Build the right Autoencoder — Tune and Optimize using PCA principles. Part I

Here we will learn the desired properties in Autoencoders derived from its similarity with PCA. From that, we will build custom constraints for Autoencoders in Part II for tuning and optimization.

Chitta Ranjan
Towards Data Science

--

<<Download the free book, Understanding Deep Learning, to learn more>>

The availability of Deep Learning APIs, such as Keras and TensorFlow, have made model building and experimentation extremely easy. However, a lack of clear understanding of the fundamentals may put us in a directionless race to the best model. Reaching the best model in such a race is left to chance.

Here we will develop an understanding of the fundamental properties required in an Autoencoder. This will provide a well-directed approach for Autoencoder tuning and optimization. In Part I, we will focus on learning the properties and their benefits. In Part II, we will develop custom layer and constraints to incorporate the properties.

The primary concept that we will learn here and that will enable us to construct a right Autoencoder is, Autoencoders are directly related to Principal Component Analysis (PCA). A “right” Autoencoder mathematically means a well-posed Autoencoder. A well-posed model is easier to tune and optimize.

Autoencoder vis-à-vis PCA,

  • A linearly activated Autoencoder approximates PCA. Mathematically, minimizing the reconstruction error in PCA modeling is the same as a single layer linear Autoencoder.
  • An Autoencoder extends PCA to a nonlinear space. In other words, Autoencoders are a nonlinear extension of PCA.

Therefore, an Autoencoder should ideally have the properties of PCA. These properties are,

  • Tied Weights: equal weights on Encoder and the corresponding Decoder layer (clarified with Figure 1 in the next section).
  • Orthogonal weights: each weight vector is independent of others.
  • Uncorrelated features: output of the encoding layer are not correlated.
  • Unit Norm: the weights on a layer have unit norm.

However, Autoencoders as explained in most tutorials, e.g. Building Autoencoders in Keras [1], do not have these properties. A lack of which makes them sub-optimal.

Therefore, it is important to incorporate these properties for a well-posed Autoencoder. By incorporating them, we will also

  • Have Regularization. Orthogonality and Unit Norm constraint act as regularization. Additionally, the Tied Weights, as we will see later, reduces the number of network parameters to almost half — another type of regularization.
  • Address Exploding and Vanishing gradient. The Unit Norm constraint prevents weights from becoming large, and hence, resolves exploding gradient problem. Additionally, due to the Orthogonality constraint, only important/informative weights are non-zero. Therefore, sufficient information flows through these non-zero weights during back-propagation, and thus, avoiding vanishing gradients.
  • Have Smaller network: Without the orthogonality, the encoder has redundant weights and features. To compensate the redundancy, the encoder size is increased. On the contrary, the orthogonality ensures each encoded feature has a piece of unique information — independent of the other features. This obviates the redundancy and we can have the same amount information encoded with a smaller encoder (layer).

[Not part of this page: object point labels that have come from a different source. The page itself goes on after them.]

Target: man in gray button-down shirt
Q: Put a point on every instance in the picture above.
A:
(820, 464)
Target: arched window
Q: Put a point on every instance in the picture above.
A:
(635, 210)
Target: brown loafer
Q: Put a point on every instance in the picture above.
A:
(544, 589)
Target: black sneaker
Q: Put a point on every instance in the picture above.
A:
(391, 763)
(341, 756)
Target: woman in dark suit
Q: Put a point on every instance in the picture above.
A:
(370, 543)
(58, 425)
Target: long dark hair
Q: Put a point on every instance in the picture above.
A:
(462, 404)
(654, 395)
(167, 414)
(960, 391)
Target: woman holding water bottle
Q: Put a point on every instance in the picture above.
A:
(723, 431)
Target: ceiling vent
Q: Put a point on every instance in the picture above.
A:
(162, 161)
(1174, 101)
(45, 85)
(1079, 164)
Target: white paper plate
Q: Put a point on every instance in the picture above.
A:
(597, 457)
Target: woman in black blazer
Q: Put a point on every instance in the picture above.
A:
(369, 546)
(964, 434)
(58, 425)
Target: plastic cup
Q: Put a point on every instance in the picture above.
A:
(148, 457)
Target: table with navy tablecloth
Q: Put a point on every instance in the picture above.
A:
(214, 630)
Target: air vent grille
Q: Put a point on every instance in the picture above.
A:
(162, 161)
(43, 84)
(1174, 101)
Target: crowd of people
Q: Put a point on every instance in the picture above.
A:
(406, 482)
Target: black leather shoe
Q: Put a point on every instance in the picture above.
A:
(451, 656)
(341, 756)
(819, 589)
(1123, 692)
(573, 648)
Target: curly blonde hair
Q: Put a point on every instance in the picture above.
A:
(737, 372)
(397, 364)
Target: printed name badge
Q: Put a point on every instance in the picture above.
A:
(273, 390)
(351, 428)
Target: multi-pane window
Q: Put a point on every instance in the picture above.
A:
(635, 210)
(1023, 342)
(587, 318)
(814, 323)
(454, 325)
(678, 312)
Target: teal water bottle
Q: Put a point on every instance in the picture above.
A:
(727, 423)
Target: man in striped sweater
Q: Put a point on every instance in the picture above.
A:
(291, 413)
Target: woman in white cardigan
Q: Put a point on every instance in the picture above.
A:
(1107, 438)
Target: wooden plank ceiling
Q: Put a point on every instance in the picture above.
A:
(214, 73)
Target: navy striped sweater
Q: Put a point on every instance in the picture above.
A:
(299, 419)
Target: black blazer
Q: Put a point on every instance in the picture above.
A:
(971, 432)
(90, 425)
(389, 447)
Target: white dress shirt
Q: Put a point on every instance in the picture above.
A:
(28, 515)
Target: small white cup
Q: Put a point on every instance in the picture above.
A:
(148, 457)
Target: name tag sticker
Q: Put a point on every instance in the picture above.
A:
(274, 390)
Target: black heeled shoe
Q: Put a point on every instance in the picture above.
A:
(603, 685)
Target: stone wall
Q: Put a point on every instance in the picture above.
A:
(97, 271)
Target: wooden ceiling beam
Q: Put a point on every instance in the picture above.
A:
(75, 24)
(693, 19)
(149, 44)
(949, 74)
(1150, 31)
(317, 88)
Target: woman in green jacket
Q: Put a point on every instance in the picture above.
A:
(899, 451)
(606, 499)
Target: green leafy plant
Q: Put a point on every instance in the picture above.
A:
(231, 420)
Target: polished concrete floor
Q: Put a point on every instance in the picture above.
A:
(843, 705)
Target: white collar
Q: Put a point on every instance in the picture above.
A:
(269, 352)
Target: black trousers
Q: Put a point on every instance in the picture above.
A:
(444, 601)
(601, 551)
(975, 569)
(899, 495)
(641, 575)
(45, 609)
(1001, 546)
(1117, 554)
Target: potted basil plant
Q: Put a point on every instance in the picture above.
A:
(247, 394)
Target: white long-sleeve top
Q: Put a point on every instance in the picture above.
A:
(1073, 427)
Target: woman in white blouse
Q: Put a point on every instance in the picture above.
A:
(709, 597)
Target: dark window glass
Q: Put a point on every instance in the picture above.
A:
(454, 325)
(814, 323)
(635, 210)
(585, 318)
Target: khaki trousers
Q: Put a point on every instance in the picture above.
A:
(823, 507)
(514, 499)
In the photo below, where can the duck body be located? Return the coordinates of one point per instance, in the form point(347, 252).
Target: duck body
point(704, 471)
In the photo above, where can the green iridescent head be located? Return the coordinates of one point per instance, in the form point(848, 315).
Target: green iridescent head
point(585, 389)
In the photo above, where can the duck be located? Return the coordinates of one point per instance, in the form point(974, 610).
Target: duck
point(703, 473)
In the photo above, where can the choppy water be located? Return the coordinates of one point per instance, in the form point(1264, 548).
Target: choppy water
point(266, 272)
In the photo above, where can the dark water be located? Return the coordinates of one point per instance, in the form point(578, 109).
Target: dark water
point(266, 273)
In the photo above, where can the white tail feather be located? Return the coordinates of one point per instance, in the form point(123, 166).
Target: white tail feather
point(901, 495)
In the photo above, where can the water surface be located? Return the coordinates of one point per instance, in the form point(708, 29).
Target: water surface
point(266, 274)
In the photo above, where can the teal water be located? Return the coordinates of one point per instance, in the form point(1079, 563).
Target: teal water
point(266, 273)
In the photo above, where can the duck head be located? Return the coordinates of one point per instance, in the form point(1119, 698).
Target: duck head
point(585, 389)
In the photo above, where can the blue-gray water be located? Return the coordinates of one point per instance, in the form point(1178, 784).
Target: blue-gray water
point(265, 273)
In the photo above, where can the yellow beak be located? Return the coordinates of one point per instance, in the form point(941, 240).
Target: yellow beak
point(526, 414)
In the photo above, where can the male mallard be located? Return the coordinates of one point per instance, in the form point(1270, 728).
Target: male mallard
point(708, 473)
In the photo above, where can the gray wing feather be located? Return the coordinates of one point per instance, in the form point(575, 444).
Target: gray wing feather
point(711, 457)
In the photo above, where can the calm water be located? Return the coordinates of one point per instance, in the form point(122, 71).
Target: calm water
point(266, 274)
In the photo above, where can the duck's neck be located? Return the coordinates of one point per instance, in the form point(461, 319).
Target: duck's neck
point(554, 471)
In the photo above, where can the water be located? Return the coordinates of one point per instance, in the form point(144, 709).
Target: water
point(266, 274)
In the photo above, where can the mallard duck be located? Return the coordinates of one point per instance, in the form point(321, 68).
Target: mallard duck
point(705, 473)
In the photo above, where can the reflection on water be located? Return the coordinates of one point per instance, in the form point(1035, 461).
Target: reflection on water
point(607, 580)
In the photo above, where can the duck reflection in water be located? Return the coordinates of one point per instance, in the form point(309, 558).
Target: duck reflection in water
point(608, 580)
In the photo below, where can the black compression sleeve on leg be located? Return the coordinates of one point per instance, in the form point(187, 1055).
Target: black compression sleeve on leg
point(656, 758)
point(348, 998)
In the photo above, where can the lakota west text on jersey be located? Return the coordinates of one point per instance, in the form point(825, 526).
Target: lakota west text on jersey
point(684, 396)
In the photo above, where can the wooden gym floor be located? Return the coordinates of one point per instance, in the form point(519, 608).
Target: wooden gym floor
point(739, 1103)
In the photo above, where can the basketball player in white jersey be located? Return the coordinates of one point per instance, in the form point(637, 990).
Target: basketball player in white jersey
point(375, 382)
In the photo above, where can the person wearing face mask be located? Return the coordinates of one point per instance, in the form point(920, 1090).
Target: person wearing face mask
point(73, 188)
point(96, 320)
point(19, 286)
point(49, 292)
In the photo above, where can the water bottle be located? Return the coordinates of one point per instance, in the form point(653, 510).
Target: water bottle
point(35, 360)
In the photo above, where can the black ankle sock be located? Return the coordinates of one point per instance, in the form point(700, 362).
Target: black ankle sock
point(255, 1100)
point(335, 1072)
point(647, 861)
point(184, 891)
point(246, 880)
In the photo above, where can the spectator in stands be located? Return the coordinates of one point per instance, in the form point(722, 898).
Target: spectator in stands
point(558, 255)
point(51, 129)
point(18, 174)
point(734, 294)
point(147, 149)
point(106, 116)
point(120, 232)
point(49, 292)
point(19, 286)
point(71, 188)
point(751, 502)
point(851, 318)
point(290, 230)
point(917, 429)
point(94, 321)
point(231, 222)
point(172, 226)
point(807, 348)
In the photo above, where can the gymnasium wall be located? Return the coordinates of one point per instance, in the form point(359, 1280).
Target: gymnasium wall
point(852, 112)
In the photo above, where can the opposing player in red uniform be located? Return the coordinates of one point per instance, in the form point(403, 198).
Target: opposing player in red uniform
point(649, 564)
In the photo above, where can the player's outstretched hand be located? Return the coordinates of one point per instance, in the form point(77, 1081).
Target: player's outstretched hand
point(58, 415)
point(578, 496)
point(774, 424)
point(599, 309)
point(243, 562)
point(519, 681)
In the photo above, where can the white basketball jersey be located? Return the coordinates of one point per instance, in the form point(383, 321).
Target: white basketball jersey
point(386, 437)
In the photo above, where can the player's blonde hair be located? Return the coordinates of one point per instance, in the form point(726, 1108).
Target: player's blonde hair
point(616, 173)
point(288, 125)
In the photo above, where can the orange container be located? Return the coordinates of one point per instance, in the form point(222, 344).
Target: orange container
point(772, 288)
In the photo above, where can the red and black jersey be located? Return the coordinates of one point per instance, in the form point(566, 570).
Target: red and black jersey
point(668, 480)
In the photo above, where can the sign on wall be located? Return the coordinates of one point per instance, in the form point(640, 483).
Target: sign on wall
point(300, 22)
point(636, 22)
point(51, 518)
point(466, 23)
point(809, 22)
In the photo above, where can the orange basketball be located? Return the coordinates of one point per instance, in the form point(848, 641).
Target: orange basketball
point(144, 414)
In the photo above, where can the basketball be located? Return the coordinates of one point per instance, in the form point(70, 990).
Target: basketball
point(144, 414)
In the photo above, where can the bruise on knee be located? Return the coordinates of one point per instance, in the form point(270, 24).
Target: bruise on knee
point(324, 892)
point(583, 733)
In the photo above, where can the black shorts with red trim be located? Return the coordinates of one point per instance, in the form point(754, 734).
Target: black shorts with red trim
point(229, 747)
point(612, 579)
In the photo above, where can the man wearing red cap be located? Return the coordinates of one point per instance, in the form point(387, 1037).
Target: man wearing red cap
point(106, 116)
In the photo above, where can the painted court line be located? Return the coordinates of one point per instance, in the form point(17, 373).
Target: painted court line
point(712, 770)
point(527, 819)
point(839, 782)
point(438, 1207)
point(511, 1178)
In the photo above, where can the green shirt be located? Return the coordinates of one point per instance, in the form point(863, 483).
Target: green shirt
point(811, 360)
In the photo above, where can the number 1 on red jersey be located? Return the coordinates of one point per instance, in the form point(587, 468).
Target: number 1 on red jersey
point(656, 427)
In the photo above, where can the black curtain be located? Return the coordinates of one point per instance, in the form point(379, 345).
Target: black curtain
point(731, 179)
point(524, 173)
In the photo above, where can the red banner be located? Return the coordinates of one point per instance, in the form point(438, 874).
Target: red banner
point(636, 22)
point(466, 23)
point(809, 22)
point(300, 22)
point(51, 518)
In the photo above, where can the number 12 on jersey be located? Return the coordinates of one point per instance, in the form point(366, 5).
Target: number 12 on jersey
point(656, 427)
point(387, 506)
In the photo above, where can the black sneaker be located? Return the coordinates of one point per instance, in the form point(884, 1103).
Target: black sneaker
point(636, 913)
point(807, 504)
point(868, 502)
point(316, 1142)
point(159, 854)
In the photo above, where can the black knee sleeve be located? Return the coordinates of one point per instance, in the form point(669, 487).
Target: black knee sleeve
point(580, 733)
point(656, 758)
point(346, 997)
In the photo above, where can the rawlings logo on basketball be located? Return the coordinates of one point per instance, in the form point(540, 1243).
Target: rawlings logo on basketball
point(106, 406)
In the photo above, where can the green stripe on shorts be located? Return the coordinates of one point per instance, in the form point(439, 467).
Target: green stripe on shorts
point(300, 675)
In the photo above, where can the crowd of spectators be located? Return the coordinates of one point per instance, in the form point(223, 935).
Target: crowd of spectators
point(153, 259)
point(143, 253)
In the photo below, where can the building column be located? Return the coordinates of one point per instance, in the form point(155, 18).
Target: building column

With a smaller network, we bring Autoencoder closer to Edge Computing.

This article will elucidate the above concept by showing the

  1. architectural similarity between PCA and Autoencoder, and
  2. suboptimality of the conventional Autoencoder.

The article will be continued in Part II with detailed steps to optimize an Autoencoder. In Part II, we find that the optimizations improved the Autoencoder reconstruction error by more than 50%.

This article assumes the reader has a basic understanding of PCA. If unfamiliar, please refer to Understanding PCA [2].

Architectural similarity between PCA and Autoencoder

Figure 1. Single layer Autoencoder vis-à-vis PCA.

For simplicity, we compare a linear single layer Autoencoder with PCA. There are multiple algorithms for PCA modeling. One of them is estimation by minimizing reconstruction error (see [3]). Following this algorithm gives a clearer understanding of the similarities between a PCA and an Autoencoder.

Figure 1 visualizes a single layer linear Autoencoder. As shown in the bottom of the figure, the Encoding process is similar to PC transformation. PC transformation is projecting the original data on the Principal Components to yield orthogonal features, called Principal Scores. Similarly, the Decoding process is similar to reconstructing the data from the Principal Scores. In both, Autoencoder and PCA, the model weights can be estimated by minimizing the reconstruction error.

In the following, we will further elaborate Figure 1 by showcasing the key Autoencoder components and their equivalent in PCA.

Suppose we have data with p features.

Input layer — data sample.

  • In the Autoencoder, the data is inputted using an Input layer of size p.
  • In PCA, the data is inputted as samples.

Encoding — the projection of data on Principal Components.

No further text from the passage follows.